Popieram propozycję Kolegi Markuss1. Im więcej będzie zgłoszeń, tym prędzej się za to wezmą. Zakładam, że w obecnej chwili ASO nie ma żadnych wytycznych co robić, czy wymieniać elementy na nowe, czy nie, i kto ewentualnie pokryje koszt naprawy/wymiany. Jak HMP oficjalnie nie weźmie kosztu na siebie, to ASO się pierwsze nie wychyli. Stąd partyzantka, wirtualne naprawy, wieczne zbywanie i ględzenie, że „ten typ tak ma”. A problem ociera się o bezpieczeństwo i zdrowie, jak nie życie użytkowników aut. To nie klamki czy rdzewiejące klapy. Wystarczy, że silnik się zdławi i nieszczęście gotowe. Niestety mieszkamy w Polsce i wszyscy doskonale wiemy jak tu działa prawo ogólnie pojętego konsumenta. Szczególnie w bezpośredniej konfrontacji ze światowymi koncernami. To nie Ameryka. Niestety.
Proponuje też dopilnować, aby ASO odnotowało zgłoszenie tego problemu w swoich systemach informatycznych, a najlepiej w książce serwisowej (pewniejsza i widoczna opcja, czyli zero ściemek), że była taka a taka usterka zgłaszana. Z mojego doświadczenia wiem, że to ważne i może bardzo pomóc. Nawet po okresie gwarancyjnym. Mi w mojej już byłej i20 z 2011 roku dzięki zgłoszonej i odnotowanej w systemach informatycznych ASO/HMP usterce dotyczącej sprzęgła (akcja naprawcza), ponad rok od zakończenia się gwarancji fabrycznej wymienili sprzęgło na nowe. Bezpłatnie. Oczywiście trzeba było się przy sprawie pokręcić, trochę poczekać, ale adnotacja o zgłoszeniu usterki jak i lojalność wobec marki (przeglądy tylko w ASO), się opłaciło.

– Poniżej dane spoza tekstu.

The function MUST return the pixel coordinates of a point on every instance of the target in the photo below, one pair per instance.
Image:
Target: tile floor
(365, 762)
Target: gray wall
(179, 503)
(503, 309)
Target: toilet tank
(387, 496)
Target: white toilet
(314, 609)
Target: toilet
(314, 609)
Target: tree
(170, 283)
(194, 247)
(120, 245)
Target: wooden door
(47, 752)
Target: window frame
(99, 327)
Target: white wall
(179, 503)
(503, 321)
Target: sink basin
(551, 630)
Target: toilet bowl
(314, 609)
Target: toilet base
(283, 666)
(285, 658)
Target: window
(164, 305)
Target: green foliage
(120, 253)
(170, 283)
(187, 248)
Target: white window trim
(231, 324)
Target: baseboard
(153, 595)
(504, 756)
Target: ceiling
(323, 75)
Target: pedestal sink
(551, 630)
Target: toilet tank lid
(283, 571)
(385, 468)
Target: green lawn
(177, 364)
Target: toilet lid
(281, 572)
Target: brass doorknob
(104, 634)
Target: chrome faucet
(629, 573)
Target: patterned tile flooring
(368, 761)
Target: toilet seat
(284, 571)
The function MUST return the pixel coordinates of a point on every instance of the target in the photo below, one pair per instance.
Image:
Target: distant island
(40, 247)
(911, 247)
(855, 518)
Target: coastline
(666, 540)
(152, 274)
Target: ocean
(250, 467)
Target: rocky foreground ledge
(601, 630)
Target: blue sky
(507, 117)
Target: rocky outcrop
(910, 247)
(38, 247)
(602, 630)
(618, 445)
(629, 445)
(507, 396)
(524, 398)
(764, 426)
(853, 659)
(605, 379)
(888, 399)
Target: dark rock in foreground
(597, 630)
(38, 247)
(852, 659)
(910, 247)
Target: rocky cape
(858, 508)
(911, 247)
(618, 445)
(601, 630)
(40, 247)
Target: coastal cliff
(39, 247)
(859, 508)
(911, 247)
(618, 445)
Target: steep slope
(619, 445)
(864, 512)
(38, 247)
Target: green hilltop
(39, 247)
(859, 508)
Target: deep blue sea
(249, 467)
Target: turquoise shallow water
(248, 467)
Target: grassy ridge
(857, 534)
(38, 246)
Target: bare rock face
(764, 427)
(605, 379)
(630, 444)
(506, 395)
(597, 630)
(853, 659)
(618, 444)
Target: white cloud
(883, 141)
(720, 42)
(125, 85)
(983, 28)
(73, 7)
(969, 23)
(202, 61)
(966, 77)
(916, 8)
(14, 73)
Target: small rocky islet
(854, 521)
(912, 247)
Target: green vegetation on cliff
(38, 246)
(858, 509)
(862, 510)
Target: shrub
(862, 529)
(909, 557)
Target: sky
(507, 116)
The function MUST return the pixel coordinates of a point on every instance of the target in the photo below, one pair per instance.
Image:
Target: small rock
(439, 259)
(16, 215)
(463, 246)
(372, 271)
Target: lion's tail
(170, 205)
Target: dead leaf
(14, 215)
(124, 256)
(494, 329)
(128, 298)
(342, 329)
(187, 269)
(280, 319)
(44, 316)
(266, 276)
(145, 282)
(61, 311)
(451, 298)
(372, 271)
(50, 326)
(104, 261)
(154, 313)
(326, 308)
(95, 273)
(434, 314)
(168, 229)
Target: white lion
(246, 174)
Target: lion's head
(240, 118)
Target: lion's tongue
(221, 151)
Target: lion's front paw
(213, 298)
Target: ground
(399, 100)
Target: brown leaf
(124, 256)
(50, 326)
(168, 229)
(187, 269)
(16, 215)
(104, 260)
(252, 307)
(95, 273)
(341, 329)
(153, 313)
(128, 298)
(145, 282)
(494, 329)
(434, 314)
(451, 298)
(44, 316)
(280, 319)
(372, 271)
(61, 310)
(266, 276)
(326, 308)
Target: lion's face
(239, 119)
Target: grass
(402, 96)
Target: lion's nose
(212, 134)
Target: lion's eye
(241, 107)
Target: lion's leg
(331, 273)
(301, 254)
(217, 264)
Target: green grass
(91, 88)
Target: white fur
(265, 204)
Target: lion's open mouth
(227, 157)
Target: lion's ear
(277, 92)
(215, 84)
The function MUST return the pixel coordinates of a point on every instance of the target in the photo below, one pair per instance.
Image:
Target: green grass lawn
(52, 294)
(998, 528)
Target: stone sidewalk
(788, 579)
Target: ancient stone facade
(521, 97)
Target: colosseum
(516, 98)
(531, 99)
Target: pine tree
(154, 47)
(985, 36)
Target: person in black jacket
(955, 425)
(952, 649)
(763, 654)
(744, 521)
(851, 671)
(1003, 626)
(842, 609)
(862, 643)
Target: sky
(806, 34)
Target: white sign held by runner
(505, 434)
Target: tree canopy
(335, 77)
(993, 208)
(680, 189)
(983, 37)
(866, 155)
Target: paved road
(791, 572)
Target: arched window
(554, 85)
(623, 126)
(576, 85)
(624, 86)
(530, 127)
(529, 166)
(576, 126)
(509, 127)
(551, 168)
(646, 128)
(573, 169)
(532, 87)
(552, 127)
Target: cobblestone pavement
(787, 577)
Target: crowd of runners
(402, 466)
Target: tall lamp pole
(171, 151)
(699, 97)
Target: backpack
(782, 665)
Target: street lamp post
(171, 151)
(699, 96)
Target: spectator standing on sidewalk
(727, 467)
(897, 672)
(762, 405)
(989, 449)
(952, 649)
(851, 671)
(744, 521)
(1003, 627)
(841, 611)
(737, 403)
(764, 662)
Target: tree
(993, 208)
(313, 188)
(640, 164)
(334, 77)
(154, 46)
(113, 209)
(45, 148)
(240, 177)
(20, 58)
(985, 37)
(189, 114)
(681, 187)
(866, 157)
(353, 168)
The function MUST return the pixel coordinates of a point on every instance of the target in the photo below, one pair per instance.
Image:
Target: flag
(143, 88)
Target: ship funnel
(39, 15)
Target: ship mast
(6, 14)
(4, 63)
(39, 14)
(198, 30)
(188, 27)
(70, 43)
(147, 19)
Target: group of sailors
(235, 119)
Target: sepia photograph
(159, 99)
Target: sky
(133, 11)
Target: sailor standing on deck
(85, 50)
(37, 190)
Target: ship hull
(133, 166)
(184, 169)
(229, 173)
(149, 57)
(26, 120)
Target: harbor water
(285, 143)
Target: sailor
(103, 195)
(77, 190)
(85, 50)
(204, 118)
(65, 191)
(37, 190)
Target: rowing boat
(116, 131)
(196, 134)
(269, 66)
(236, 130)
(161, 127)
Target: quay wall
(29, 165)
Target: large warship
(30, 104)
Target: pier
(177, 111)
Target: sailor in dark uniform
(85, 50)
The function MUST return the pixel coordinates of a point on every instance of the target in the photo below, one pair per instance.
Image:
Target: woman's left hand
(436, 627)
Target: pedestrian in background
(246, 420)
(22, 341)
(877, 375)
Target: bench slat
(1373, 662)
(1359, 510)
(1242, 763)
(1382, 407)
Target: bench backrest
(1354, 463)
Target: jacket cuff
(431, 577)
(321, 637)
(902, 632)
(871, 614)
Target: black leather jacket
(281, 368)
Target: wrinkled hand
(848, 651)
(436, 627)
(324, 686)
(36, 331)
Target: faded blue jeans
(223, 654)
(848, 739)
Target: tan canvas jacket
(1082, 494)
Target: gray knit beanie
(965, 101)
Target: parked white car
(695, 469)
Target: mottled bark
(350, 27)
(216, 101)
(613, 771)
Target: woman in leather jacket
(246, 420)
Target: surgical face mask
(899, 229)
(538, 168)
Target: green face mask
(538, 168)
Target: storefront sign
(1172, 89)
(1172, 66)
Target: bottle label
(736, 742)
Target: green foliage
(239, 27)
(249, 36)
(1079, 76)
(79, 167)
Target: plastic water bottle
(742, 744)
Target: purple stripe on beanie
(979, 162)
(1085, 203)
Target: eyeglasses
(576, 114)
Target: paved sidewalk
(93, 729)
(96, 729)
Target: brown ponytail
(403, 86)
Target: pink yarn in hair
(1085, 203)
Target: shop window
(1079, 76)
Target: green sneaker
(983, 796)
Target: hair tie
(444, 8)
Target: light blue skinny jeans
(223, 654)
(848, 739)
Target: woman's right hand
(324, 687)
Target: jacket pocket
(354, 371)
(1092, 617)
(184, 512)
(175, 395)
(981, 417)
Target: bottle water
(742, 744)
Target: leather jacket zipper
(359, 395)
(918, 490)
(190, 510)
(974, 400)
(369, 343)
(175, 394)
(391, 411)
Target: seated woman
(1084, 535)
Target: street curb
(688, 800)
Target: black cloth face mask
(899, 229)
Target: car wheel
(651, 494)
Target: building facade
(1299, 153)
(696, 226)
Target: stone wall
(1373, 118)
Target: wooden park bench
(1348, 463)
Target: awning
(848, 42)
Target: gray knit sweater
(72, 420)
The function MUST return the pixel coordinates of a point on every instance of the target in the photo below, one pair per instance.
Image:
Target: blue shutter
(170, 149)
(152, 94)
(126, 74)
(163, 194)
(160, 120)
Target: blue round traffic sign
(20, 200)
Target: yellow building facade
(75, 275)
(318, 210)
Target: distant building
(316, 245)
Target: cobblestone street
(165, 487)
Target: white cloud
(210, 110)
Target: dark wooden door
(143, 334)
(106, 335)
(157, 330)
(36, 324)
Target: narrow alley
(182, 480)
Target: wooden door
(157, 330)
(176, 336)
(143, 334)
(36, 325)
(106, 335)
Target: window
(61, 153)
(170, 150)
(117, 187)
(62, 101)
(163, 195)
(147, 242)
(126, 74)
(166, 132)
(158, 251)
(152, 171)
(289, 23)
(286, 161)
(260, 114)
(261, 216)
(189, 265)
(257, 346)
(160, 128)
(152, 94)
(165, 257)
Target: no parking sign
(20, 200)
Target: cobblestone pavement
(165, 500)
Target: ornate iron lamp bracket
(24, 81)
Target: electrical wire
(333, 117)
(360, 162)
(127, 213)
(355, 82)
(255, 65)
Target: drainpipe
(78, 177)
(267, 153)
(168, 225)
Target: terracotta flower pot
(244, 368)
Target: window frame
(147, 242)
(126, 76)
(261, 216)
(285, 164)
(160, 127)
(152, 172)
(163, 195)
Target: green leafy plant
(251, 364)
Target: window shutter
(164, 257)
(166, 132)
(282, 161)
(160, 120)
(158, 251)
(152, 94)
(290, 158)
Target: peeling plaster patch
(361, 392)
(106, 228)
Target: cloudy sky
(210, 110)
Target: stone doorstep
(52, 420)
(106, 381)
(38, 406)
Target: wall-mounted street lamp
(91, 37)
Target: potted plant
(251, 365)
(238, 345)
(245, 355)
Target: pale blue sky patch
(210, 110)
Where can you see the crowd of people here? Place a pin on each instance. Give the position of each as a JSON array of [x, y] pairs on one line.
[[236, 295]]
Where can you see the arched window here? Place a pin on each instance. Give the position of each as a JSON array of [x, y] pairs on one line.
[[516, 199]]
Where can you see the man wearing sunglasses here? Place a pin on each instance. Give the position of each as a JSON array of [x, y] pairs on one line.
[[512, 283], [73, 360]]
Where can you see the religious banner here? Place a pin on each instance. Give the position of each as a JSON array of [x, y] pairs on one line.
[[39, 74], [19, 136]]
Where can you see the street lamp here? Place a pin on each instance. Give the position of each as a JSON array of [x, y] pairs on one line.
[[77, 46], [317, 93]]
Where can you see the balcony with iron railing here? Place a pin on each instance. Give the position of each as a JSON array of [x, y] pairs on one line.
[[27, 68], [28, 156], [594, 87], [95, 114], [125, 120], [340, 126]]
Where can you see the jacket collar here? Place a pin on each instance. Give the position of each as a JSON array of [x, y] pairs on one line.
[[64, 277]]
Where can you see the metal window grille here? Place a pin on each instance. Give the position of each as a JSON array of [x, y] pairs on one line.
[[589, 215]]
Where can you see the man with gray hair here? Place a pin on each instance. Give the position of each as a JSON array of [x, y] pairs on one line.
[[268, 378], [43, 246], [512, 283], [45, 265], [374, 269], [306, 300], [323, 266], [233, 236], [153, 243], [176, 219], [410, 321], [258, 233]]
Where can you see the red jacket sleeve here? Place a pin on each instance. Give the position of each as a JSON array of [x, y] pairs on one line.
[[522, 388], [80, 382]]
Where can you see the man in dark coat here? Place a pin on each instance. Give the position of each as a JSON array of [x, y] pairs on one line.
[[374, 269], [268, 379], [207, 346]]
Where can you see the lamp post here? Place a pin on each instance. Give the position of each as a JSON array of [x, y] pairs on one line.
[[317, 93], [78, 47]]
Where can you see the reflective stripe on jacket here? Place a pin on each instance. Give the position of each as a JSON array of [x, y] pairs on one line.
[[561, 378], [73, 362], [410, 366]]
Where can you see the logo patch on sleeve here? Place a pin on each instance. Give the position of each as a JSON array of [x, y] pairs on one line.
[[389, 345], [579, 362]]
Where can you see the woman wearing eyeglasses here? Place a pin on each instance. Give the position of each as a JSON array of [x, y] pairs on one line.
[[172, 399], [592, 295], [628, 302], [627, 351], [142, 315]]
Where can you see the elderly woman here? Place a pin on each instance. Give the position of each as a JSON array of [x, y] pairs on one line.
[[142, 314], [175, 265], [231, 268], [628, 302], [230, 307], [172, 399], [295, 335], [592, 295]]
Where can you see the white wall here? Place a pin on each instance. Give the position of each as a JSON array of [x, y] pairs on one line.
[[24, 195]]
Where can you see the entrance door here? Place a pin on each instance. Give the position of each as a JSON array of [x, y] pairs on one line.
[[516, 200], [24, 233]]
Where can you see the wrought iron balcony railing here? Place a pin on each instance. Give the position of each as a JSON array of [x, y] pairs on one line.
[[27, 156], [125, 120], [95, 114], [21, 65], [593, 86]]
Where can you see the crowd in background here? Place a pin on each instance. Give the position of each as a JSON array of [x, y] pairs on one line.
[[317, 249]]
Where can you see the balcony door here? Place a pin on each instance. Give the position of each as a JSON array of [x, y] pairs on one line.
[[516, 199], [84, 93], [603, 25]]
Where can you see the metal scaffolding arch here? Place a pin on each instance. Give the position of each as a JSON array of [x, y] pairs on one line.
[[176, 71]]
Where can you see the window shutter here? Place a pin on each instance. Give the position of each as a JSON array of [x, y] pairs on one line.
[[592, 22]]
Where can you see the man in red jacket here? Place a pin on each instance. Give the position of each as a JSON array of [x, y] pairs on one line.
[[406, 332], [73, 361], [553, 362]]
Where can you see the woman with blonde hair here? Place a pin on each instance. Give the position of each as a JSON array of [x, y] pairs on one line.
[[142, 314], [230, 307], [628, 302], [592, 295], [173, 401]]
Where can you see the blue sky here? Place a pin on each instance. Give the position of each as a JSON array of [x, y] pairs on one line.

Na pocieszenie dodam, że klienci palących się diesli w BMW mają gorzej. Oczywiście i w tym przypadku BMW jak wcześniej VW (branie oleju itp.), ma w głębokim poszanowaniu swoich klientów i nie widzą problemu. Może inaczej napiszę. U polskich klientów problem nigdy nie było, nie ma i nie będzie. Z niczym.
Mam nadzieję, że HMP tak sprawy nie zostawi.